Let's compare all the approaches
"X="+x=="X="+x is false because those two different instances and == returns false (since == compares address of the objects or strings)Why ?
Those are not string constants, we will see in below section about constants
Moreover, a string literal always refers to the same instance of class String. This is because string literals - or, more generally, strings that are the values of constant expressions (§15.28) - are "interned" so as to share unique instances, using the method String.intern
y is declared as final 4.12.4. final Variables and Compile-time constant expressions of type String are always "interned"A variable of primitive type or type String, that is final and initialized with a compile-time constant expression (§15.28), is called a constant variable.
A compile-time constant expression is an expression denoting a value of primitive type or a String that does not complete abruptly and is composed using only the following:
Compile-time constant expressions of type String are always "interned" so as to share unique instances, using the method String.intern.
Examples of constant expressions: Which is similar to you expression "Y="+y
"The integer " + Long.MAX_VALUE + " is mighty big."
A concatenated String is on compilation put together to a singular String if possible so "X=" + "10" makes "X=10", this also works if the int is final, but if it is a normal variable then this process of course can't happen.
Then the == gets reduced to become an object comparison tool between temporary objects in the comparison and fails for that reason.
Also please don't ever write code like that, as you can see it leads to problems quickly, use braces and the .equals() functions where appropriate.
To elaborate on deadpools answer what is most likely happening in the background is code optimisation.
Java will evaluate String s1 == String s2 to true only if it is the same object.

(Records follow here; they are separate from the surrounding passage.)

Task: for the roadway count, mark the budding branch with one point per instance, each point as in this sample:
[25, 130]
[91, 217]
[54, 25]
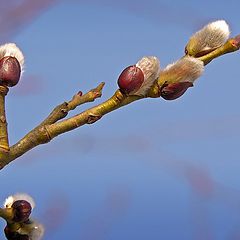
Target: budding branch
[56, 124]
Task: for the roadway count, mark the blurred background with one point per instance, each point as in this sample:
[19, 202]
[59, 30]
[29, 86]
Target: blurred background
[155, 169]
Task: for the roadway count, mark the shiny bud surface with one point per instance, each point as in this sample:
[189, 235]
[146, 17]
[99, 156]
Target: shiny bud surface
[10, 71]
[14, 235]
[22, 210]
[174, 90]
[130, 79]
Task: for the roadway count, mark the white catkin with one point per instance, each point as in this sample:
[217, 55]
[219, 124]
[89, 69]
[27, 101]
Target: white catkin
[19, 196]
[10, 49]
[211, 36]
[187, 69]
[150, 67]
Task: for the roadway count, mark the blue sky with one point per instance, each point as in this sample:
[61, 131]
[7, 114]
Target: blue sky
[155, 169]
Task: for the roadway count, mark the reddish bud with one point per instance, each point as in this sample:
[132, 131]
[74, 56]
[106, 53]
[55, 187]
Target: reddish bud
[22, 210]
[174, 90]
[130, 79]
[80, 93]
[10, 71]
[11, 235]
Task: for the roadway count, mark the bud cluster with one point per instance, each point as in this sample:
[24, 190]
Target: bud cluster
[20, 226]
[11, 64]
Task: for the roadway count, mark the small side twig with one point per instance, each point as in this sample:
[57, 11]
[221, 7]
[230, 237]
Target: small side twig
[4, 144]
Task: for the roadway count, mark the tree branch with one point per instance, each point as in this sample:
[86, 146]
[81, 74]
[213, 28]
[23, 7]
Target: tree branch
[4, 145]
[52, 126]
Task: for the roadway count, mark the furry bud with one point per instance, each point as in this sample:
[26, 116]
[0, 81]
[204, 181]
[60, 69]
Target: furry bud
[131, 79]
[13, 235]
[10, 71]
[150, 67]
[210, 37]
[21, 210]
[11, 50]
[176, 78]
[173, 91]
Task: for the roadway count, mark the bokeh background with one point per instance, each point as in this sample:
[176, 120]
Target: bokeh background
[155, 169]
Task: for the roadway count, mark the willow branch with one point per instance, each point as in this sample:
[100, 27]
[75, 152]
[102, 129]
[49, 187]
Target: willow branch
[40, 134]
[231, 45]
[56, 124]
[4, 145]
[62, 110]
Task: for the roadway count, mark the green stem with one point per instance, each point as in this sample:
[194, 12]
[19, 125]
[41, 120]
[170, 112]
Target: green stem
[4, 144]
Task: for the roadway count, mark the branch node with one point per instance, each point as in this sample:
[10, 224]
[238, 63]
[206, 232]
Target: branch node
[93, 118]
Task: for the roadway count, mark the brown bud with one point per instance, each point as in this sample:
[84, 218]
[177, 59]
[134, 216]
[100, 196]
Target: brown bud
[130, 79]
[10, 71]
[22, 210]
[173, 91]
[12, 235]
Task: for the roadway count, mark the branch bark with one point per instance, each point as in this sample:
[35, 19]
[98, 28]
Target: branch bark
[52, 126]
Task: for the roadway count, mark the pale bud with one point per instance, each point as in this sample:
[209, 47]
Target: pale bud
[11, 50]
[19, 196]
[176, 78]
[207, 39]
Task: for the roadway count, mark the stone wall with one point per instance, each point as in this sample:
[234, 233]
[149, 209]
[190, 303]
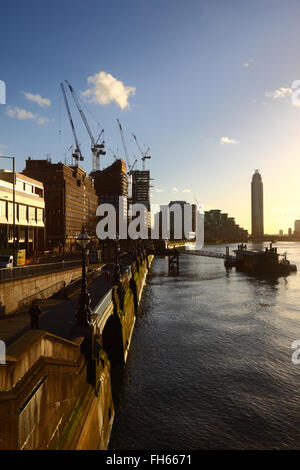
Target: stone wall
[57, 394]
[13, 292]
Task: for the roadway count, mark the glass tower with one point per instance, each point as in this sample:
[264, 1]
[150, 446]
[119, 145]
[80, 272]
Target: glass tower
[257, 206]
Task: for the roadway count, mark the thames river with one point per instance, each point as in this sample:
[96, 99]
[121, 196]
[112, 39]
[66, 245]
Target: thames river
[210, 364]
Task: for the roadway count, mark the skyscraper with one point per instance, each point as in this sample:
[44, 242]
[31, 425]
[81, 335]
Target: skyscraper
[257, 206]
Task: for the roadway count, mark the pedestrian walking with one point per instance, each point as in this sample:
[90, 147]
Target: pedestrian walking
[34, 313]
[107, 277]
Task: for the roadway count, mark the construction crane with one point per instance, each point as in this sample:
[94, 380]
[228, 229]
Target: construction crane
[77, 155]
[113, 154]
[124, 145]
[97, 149]
[144, 154]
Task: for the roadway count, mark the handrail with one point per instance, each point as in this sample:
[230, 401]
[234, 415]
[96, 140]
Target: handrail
[22, 272]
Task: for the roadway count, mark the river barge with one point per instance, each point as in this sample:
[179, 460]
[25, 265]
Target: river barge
[258, 262]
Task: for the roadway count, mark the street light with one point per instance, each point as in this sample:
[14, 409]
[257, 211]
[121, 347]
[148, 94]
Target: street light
[14, 208]
[84, 312]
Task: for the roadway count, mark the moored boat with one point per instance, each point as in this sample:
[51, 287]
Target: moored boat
[267, 263]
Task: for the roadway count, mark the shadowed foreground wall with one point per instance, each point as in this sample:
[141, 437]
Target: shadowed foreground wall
[56, 393]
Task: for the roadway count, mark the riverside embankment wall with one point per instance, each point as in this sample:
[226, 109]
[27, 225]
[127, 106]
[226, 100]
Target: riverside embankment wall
[12, 293]
[56, 393]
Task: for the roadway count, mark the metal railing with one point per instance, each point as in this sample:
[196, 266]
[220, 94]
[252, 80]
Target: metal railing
[23, 272]
[42, 294]
[103, 304]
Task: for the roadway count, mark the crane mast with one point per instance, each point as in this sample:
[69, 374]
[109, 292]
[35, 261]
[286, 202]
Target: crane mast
[97, 149]
[124, 145]
[77, 153]
[144, 154]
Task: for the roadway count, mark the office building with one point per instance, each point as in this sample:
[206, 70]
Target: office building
[141, 191]
[70, 202]
[111, 184]
[218, 228]
[297, 227]
[26, 222]
[257, 206]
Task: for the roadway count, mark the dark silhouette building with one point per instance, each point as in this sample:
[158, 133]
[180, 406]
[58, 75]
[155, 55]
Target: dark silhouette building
[257, 206]
[111, 183]
[70, 202]
[218, 228]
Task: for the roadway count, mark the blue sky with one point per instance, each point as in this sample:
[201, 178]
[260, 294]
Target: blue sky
[197, 70]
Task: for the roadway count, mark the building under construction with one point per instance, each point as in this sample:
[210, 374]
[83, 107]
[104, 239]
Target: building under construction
[111, 184]
[70, 202]
[141, 190]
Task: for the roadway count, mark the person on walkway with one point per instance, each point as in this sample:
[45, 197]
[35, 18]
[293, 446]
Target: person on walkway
[34, 313]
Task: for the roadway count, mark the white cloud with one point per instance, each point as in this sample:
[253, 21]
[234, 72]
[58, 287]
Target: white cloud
[280, 93]
[248, 62]
[2, 147]
[105, 89]
[19, 113]
[228, 140]
[37, 99]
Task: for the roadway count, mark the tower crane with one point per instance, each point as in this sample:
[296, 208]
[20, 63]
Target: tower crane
[124, 145]
[97, 149]
[144, 154]
[77, 155]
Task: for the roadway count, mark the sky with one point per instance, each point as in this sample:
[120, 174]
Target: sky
[210, 86]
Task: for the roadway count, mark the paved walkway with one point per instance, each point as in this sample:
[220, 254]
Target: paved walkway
[58, 314]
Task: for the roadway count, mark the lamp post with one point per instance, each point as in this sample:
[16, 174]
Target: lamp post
[83, 316]
[14, 206]
[117, 272]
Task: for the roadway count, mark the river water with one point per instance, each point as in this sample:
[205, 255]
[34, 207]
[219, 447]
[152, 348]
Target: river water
[210, 360]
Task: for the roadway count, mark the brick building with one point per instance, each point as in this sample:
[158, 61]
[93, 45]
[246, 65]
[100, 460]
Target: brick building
[70, 202]
[110, 184]
[26, 222]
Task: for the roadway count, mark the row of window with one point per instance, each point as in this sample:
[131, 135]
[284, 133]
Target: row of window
[29, 188]
[22, 212]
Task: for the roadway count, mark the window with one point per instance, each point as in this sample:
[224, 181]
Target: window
[10, 210]
[40, 215]
[28, 188]
[2, 208]
[31, 214]
[22, 212]
[19, 184]
[38, 191]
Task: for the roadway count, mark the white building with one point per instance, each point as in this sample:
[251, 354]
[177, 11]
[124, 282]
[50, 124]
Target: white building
[27, 220]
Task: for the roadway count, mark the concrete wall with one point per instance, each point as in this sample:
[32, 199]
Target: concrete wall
[13, 292]
[57, 394]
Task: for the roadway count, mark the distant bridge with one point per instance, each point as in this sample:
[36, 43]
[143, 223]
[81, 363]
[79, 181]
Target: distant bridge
[173, 256]
[209, 254]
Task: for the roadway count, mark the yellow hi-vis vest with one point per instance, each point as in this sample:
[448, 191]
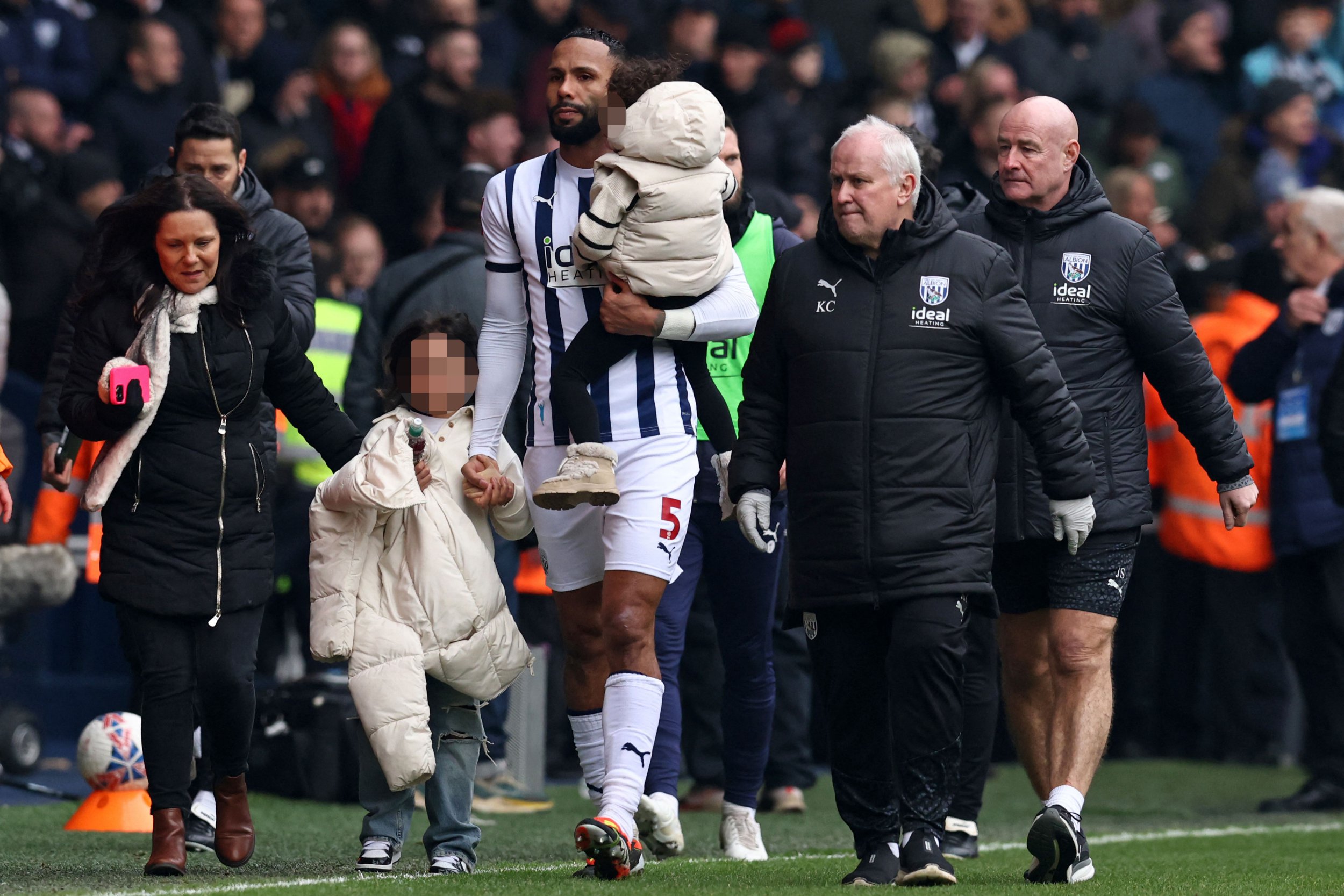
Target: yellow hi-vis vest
[334, 340]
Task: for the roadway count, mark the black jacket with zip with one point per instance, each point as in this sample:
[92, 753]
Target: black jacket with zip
[162, 524]
[881, 382]
[1111, 315]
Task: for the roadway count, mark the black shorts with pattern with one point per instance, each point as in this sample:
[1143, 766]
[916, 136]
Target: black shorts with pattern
[1039, 574]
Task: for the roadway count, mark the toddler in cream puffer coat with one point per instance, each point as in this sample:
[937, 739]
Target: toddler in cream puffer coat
[405, 587]
[655, 225]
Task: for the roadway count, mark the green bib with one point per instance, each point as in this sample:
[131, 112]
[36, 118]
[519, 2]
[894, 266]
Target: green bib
[334, 340]
[756, 250]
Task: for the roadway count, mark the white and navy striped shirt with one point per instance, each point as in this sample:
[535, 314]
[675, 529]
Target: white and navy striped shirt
[535, 285]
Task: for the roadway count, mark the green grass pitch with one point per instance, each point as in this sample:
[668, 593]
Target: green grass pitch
[1159, 828]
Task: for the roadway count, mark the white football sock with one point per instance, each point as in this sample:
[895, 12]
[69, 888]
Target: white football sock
[631, 720]
[588, 742]
[203, 806]
[1069, 798]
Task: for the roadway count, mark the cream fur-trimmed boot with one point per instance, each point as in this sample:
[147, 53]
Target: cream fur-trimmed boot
[588, 476]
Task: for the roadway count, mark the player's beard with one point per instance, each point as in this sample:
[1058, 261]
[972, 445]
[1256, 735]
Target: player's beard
[578, 133]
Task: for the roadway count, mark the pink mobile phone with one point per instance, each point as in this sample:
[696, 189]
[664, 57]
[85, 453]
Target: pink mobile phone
[121, 378]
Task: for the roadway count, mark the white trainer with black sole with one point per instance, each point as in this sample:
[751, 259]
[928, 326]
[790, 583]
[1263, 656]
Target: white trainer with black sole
[378, 856]
[660, 825]
[740, 835]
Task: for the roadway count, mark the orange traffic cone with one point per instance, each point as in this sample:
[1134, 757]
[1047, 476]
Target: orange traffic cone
[124, 811]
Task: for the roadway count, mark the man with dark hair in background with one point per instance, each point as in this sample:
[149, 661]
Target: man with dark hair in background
[417, 139]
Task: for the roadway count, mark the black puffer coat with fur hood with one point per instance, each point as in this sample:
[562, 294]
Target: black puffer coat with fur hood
[191, 489]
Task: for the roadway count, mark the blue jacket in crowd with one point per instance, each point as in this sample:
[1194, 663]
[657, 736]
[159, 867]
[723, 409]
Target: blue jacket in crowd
[47, 46]
[1275, 366]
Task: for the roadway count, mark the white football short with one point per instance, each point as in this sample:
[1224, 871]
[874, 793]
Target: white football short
[643, 532]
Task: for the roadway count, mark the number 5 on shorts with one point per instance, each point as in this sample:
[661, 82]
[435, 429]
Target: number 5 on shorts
[668, 516]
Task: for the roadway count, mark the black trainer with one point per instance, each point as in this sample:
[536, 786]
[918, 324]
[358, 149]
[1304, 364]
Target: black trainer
[880, 868]
[1058, 848]
[961, 838]
[201, 835]
[923, 863]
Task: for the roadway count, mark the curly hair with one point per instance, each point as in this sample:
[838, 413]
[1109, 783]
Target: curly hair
[635, 76]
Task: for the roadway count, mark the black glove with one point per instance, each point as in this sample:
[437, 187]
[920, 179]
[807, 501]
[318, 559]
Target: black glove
[120, 417]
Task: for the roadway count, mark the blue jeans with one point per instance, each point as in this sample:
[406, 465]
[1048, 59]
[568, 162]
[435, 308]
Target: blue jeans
[455, 722]
[742, 591]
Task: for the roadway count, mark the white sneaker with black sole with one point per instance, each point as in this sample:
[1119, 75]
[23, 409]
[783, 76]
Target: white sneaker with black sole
[740, 835]
[449, 864]
[378, 856]
[1058, 848]
[660, 825]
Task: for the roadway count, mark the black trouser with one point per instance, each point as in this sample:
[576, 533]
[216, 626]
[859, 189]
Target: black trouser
[181, 657]
[1313, 630]
[980, 712]
[890, 679]
[1225, 682]
[595, 351]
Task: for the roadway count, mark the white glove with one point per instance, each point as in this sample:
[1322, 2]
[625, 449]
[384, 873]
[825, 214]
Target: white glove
[1073, 518]
[754, 520]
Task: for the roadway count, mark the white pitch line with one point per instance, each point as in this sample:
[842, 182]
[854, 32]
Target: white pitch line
[1103, 840]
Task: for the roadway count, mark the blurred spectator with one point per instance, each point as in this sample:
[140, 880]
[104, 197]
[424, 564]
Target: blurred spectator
[353, 85]
[45, 45]
[901, 66]
[1136, 141]
[1225, 683]
[1190, 101]
[1291, 363]
[1297, 55]
[362, 257]
[494, 136]
[517, 46]
[252, 63]
[109, 33]
[135, 120]
[780, 144]
[50, 246]
[975, 160]
[296, 123]
[1073, 57]
[448, 276]
[417, 139]
[692, 34]
[957, 46]
[1283, 151]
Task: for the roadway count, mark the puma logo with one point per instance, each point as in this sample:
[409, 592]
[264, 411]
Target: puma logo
[632, 749]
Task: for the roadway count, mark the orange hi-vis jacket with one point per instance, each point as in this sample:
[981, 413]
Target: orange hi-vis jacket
[1191, 520]
[55, 511]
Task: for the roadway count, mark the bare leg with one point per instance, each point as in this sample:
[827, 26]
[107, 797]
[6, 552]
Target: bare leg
[1028, 691]
[1080, 666]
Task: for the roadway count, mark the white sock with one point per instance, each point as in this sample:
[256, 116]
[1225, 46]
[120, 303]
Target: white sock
[588, 742]
[631, 720]
[203, 806]
[733, 809]
[1069, 798]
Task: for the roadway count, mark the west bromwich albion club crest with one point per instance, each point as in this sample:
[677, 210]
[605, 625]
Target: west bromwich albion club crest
[1076, 267]
[933, 289]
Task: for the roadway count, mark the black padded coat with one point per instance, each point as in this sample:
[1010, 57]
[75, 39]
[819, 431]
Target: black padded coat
[881, 382]
[162, 524]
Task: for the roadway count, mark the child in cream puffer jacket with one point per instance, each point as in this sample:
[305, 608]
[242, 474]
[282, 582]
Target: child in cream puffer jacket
[655, 224]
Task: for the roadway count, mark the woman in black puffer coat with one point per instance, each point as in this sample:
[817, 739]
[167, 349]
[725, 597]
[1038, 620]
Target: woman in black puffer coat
[182, 481]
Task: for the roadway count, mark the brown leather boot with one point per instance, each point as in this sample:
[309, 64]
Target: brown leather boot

because y is declared final the compiler can replace all instances of y with the value
it is given
so
final int y = 10;
System.out.println("Y="+y=="Y="+y);
becomes
System.out.println("Y="+10=="Y="+10);
which becomes
String tmp = "Y="+10;
System.out.println(tmp==tmp);
which becomes
System.out.println(true);
However if you do not declare the variable as final then the compiler cannot do this trick as it cannot predict what will happen to y between "Y="+y and "Y="+y.
also doing something like
final int y = x;
System.out.println("Y="+y=="Y="+y);
will cause the(my) compiler to skip this optimisation and then it evaluates to false.
TL;DR
It evaluates to true iff it is the same object, under certain conditions the compiler will optimise the comparison away by doing a pre-calculation.